Android Santa Android Santa - 7 months ago 37
Java Question

Diffrentiate Common Http Errors in URL.openStream()

I am quite stuck as I have to differentiate common HTTP Errors occurred during Url.openStream(). Main purpose is to identify following HTTP Get request errors:


  1. 400 (bad request)

  2. 401 (unauthorized)

  3. 403 (forbidden)

  4. 404 (not found)

  5. 500 (internal server error)



Till now i could identify only 404 by catching FileNotFoundException. This is my code snippet:

try {
file.createNewFile();
URL url = new URL(fileUrl);
URLConnection connection = url.openConnection();
connection.connect();

// download the file
InputStream input = new BufferedInputStream(url.openStream());

// store the file
OutputStream output = new FileOutputStream(file);

byte data[] = new byte[1024];
int count;
while ((count = input.read(data)) != -1) {
output.write(data, 0, count);
Log.e(TAG, "Writing");
}

output.flush();
output.close();
input.close();
result = HTTP_SUCCESS;
} catch (FileNotFoundException fnfe) {
Log.e(TAG, "Exception found FileNotFoundException=" + fnfe);
Log.e(TAG, "FILE NOT FOUND");
result = HTTP_FILE_NOT_FOUND;
} catch (Exception e) {
Log.e(TAG, "Exception found=" + e);
Log.e(TAG, e.getMessage());
Log.e(TAG, "NETWORK_FAILURE");
result = NETWORK_FAILURE;
}


It may be a small problem but i am totally clueless.
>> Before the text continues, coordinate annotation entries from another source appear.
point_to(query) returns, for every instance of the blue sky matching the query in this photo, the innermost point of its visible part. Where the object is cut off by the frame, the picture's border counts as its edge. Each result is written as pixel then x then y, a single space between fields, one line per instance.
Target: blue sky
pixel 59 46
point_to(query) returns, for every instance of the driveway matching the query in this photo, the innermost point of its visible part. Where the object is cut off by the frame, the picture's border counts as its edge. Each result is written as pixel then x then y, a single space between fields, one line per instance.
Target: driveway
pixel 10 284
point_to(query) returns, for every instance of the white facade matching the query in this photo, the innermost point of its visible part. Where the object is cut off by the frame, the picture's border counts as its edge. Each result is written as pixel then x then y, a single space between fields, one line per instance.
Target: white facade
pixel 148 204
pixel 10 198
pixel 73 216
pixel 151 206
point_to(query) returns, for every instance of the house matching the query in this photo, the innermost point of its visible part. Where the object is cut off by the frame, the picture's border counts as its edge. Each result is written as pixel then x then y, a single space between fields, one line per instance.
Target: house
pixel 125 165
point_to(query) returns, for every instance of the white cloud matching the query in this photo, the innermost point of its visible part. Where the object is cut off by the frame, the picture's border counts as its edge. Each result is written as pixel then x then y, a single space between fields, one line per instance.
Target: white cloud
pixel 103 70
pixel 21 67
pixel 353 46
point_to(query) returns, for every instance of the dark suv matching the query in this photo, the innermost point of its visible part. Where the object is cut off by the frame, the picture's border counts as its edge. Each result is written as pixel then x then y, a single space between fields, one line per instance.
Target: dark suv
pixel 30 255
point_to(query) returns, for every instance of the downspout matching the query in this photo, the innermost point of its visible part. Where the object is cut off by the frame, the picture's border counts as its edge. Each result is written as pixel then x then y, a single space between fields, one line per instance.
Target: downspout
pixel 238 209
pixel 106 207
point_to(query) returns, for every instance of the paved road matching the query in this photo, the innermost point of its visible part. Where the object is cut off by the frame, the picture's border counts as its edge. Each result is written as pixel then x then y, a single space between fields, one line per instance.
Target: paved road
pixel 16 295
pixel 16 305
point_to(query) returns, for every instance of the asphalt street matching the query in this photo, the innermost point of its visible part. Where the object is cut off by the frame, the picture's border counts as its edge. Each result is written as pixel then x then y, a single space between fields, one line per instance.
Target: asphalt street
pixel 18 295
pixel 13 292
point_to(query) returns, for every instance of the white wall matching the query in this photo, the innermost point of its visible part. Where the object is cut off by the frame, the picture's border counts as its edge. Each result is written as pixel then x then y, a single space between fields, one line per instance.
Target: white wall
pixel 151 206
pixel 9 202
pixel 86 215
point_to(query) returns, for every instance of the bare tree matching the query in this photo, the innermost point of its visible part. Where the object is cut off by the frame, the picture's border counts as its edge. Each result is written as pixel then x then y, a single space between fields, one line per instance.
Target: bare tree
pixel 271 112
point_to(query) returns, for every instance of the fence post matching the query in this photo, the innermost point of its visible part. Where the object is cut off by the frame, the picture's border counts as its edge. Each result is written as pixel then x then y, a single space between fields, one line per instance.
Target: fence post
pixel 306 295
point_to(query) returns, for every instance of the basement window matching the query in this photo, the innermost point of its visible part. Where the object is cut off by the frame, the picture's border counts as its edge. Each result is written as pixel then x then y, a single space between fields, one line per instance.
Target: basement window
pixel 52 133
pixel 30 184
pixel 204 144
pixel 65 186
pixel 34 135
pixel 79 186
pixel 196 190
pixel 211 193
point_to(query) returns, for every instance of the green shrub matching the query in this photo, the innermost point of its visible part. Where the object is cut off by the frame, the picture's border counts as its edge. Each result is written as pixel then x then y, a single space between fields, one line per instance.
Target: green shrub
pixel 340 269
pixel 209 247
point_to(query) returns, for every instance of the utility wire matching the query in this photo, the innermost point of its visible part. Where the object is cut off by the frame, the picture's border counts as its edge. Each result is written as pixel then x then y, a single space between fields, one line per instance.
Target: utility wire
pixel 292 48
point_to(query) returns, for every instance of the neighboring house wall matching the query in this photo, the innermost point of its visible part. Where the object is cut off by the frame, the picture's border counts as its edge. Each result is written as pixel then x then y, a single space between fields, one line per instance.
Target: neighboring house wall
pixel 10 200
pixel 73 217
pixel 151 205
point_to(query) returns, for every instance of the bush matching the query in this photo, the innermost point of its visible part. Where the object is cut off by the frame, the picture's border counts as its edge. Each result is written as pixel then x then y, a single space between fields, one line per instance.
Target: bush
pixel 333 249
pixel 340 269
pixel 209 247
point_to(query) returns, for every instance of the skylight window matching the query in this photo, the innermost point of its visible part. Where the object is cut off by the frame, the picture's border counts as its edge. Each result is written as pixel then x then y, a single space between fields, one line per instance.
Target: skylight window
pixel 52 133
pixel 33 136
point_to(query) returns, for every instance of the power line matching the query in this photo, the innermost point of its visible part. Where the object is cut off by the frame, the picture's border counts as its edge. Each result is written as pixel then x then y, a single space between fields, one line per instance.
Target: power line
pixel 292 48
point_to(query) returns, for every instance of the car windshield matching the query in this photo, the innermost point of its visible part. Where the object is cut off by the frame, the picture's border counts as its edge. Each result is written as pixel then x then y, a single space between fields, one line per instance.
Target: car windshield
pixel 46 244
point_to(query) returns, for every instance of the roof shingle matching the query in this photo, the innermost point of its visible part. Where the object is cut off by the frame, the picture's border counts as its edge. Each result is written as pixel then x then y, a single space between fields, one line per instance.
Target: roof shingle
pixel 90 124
Can anybody help please

Answer

If you use HTTP cast your connection to HttpUrlConnection and before open stream check response status code using connection.getResponseCode():

connection = (HttpURLConnection) new URL(url).openConnection();
/* ... */
final int responseCode = connection.getResponseCode();
switch (responseCode) {
  case 404:
  /* ... */
  case 200: {
    InputStream input = new BufferedInputStream(url.openStream());
    /* ... */
  }
}

And do not forget close connection in finally block.